Honto.jp canceled my two recent orders and so I had to look for a decent alternative for my Japanese book shopping needs. Not gonna lie the careful packaging and the book wrapping service by honto was truly on another level. I’m gonna miss them. But since I was basically pushed to move to another source there is not much that can be done. Of course, I had a look at the obvious contender Amazon.co.jp before which was only offering a rather expensive EMS shipping back in the day. I’m not sure when this changed but when I was putting in my first order with them last Sunday (ordered the Kill Bill limited edition Box set and the Panic Room and Léon the professional LE back in maybe 2005, but that doesn’t count anymore) they were offering a reasonably priced “priority shipping” to say it with amazon’s own words. The big plus: Amazon was shipping via DHL Express with meant a delivery time of just 3 days from Japan to Germany instead of always two weeks+ with SAL shipping via honto.
The shipping experience
The shipping costs were roughly the same I paid with honto but like always when ordering from amazon internationally (outside of Europe for me) import taxes were calculated immediately at checkout. That wasn’t the case with honto and is not the case with CDjapan today. I have to say that these extra costs didn’t bother me too much because it annihilated the possibility of a visit to the local customs duty shop. And if you have gone there in your local area you know what a drag it is and how unbearably annoying these visits are. But: I never went there for books from honto or Cdjapan before. They always slipped through or I paid directly at my doorstep (custom duties) because a trustworthy receipt was attached to the parcel.
What I picked up
Now on to the most important part: What I picked up. I always like to browse through the latest releases by The Japan Times (Genki’s mothership) and because my trip to Japan this year had to be canceled due to the COVID-19 outbreak I still wanted to get my girlfriend to experience a little Japanese flavor in our home.

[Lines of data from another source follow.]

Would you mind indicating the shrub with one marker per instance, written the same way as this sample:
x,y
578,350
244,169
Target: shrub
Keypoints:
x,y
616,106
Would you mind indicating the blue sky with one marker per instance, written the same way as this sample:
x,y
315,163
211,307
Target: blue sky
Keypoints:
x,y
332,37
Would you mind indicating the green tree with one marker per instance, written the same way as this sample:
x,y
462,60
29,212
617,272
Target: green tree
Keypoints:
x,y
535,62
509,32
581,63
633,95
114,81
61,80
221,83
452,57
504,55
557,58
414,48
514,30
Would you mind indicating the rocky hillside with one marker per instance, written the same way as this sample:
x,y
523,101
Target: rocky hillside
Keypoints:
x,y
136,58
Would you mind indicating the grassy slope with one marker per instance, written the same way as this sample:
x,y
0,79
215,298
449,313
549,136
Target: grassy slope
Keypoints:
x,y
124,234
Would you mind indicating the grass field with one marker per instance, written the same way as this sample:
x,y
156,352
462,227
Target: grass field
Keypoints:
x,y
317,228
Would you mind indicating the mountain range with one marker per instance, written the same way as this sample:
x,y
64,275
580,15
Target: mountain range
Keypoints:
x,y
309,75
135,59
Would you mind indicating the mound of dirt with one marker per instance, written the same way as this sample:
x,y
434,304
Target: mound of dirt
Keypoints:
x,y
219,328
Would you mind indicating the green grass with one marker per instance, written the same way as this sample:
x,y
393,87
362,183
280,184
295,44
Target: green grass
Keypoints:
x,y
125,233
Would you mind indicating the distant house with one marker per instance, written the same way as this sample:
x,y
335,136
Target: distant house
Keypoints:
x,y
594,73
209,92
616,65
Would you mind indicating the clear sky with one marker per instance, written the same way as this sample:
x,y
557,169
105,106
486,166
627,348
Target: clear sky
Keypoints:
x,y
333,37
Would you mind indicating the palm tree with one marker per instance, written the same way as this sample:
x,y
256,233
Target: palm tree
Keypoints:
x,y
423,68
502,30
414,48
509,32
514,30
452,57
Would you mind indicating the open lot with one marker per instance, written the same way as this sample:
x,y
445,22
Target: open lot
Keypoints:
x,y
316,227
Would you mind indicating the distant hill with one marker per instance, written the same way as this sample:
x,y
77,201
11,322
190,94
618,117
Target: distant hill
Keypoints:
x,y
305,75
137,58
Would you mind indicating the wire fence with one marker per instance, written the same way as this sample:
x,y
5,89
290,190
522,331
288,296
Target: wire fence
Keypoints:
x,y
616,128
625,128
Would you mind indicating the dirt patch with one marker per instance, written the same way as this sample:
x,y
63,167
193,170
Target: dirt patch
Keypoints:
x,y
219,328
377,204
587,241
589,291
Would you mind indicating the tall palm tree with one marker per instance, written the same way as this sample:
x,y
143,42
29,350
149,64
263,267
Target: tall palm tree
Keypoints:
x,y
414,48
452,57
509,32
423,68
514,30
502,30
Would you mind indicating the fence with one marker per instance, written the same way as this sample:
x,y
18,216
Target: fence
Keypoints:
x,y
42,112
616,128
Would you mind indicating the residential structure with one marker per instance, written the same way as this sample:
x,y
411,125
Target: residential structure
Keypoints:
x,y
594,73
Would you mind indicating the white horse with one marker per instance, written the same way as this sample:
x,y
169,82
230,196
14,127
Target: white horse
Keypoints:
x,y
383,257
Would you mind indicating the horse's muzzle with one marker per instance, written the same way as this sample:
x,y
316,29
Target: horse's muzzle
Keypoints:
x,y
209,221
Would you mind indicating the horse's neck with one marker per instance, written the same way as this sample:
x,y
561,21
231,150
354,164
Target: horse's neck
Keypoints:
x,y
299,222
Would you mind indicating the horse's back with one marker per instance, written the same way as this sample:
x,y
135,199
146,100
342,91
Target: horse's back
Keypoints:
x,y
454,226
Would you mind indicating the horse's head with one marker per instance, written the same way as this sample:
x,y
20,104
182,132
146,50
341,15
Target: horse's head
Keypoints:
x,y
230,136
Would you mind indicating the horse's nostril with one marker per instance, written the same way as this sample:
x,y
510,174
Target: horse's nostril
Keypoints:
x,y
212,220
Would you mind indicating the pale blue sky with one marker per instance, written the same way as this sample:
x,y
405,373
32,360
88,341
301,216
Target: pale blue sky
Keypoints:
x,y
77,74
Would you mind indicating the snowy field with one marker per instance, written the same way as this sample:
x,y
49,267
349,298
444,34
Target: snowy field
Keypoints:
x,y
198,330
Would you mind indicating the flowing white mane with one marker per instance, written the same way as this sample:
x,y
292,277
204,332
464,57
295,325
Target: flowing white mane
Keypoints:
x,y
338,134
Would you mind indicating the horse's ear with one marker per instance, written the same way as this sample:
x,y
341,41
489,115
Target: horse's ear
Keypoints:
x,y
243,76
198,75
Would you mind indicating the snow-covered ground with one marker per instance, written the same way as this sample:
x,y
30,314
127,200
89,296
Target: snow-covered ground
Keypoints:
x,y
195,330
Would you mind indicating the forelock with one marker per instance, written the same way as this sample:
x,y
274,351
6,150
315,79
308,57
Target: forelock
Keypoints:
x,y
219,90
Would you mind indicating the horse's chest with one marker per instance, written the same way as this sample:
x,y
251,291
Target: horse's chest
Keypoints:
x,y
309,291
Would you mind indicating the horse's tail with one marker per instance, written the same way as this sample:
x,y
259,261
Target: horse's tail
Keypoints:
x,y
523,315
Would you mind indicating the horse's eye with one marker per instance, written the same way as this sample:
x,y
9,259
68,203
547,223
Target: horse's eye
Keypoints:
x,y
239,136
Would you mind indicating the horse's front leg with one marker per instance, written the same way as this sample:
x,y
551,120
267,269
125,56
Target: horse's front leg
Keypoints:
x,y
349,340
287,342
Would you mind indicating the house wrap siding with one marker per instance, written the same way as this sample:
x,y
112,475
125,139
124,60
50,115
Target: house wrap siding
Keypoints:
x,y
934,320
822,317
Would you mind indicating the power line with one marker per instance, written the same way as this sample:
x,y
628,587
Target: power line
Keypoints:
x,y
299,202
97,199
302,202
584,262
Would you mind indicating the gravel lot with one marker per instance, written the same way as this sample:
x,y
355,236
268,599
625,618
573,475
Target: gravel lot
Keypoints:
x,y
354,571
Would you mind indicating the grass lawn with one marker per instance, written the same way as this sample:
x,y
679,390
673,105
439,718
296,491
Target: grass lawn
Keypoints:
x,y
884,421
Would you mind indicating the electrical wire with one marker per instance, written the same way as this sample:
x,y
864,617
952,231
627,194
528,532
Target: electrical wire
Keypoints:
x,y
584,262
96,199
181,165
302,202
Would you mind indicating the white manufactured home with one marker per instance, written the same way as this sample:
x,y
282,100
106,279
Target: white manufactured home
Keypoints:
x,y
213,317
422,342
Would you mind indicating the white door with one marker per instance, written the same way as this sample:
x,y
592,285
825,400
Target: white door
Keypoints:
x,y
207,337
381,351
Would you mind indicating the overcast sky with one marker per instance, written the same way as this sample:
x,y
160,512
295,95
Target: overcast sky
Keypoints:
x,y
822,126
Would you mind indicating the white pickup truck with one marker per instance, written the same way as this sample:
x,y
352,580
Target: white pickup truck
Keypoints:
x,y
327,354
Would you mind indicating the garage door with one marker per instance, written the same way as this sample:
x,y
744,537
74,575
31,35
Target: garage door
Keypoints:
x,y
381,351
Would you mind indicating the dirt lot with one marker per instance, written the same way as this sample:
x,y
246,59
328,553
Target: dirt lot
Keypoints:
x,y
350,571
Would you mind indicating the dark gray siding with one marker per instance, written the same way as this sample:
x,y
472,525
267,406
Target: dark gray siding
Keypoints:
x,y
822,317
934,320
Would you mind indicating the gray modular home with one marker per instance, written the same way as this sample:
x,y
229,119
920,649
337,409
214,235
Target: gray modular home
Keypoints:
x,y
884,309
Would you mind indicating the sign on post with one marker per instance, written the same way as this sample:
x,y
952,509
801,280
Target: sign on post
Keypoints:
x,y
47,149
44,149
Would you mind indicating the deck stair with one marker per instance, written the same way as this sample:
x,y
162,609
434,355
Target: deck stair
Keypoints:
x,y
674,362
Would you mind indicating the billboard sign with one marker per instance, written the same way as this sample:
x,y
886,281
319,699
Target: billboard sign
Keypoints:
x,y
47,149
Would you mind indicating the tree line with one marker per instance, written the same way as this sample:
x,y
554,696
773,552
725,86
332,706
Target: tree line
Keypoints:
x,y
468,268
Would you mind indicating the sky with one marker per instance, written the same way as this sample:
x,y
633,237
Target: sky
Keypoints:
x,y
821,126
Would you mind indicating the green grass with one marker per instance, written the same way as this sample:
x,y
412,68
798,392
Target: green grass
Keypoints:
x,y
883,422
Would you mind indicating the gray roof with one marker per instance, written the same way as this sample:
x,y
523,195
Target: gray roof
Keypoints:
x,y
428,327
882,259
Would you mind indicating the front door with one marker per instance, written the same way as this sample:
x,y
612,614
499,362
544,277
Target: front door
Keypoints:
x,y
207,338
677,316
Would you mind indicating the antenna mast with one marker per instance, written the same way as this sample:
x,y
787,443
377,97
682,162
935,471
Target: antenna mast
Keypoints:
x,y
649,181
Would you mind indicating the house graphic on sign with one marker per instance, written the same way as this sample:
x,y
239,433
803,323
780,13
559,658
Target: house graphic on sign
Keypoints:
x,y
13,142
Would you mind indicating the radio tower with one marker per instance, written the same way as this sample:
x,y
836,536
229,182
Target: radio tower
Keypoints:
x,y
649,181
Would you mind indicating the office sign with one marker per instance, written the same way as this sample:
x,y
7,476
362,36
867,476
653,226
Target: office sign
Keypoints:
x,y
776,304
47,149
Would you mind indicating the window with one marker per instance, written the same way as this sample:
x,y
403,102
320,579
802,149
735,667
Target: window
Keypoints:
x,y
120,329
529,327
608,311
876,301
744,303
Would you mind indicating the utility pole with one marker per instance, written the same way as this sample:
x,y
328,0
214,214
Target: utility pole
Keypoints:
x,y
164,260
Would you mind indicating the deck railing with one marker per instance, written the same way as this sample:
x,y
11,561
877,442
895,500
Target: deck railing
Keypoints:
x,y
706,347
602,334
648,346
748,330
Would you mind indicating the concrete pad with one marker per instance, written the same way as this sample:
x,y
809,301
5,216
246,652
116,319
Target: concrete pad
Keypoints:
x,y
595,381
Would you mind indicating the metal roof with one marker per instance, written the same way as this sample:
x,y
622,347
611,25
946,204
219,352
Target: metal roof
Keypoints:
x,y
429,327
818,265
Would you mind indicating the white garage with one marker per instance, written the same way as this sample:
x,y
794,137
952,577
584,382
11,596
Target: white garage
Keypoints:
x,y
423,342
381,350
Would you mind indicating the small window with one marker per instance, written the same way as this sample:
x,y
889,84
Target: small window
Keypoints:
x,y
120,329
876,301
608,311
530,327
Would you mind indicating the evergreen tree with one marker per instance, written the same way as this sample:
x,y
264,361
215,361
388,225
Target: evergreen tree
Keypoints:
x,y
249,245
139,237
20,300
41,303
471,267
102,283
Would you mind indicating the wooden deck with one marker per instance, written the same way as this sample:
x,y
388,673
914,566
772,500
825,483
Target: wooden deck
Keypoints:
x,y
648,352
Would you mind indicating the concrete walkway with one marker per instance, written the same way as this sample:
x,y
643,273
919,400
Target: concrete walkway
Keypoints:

I’m a kid of the 90s and the Game Boy was definitely (and still is) the most important gaming machine in my life. I never had a console when growing up (my parents didn’t allow me to have one because they didn’t want me to spend too much time in front of the TV). So apart from gaming at friend’s houses, my OG grey Game Boy was the only gaming system I had.
I still remember the disparity between the beautiful artwork on the packaging and the game itself. That was really a time when imagination played a huge part in handheld gaming. Later on, I got that clear purple Game Boy Color (which I still own today).
Japanese culture and history explained by foreigners and Japanese people alike. I like the bilingual format but I actually wonder how many Japanese people are picking this up.
These are two books actually about some landmark cities in the east and west of Japan. Unfortunately, these medium (rather small-medium) sized books don’t contain any pictures which would have made them 1000% better.
Don’t get me wrong, there are a lot of interesting facts and anecdotes in these two little books (which are still recommended) but including a nice picture of Hachiko and the Shibuya Scramble (even if it was from Persona 5) wouldn’t have hurt.
And now look, these guys got it right. Lots of pictures included. The complete guide… is actually a series of books devoted to different parts of Japanese society. I like that Japanese keywords are printed on the right side of each statement. Very nice book with a lot of previously unknown (for me) fun facts about Japanese commodities and traditions. Just have a look at these gorgeous model foods.
The last one is one for the Japanese learners and I will definitely devote a full post to this one. You don’t actually need the Dictionary of basic Japanese grammar for the multimedia workbook to be enjoyable and beneficial to your learning experience. You practically find all the explanations in the book. It is meant to be used in conjunction with PowerPoint slides which can be downloaded for free from the Japan Times website.
You will be surprised (at least I was) but this method works like a charm. The slides are basically workbook-style tasks where you have to fill in the blanks or form a sentence. There is even audio included in the slides (but unfortunately that didn’t work for me). Again: A full article about this fantastic book is incoming.
Thanks for reading and sharing the love. I just started to get a Japanese teacher on iTalki for some conversation practice, revising grammar, and all the stuff in between. With my full-time job and working on my paper (so glad when this will finally be done) I had problems with sticking to my Japanese study routine. Ok, I always had these problems but they got worse :) So I think a weekly appointment with a nice Japanese teacher might help me to stay on track.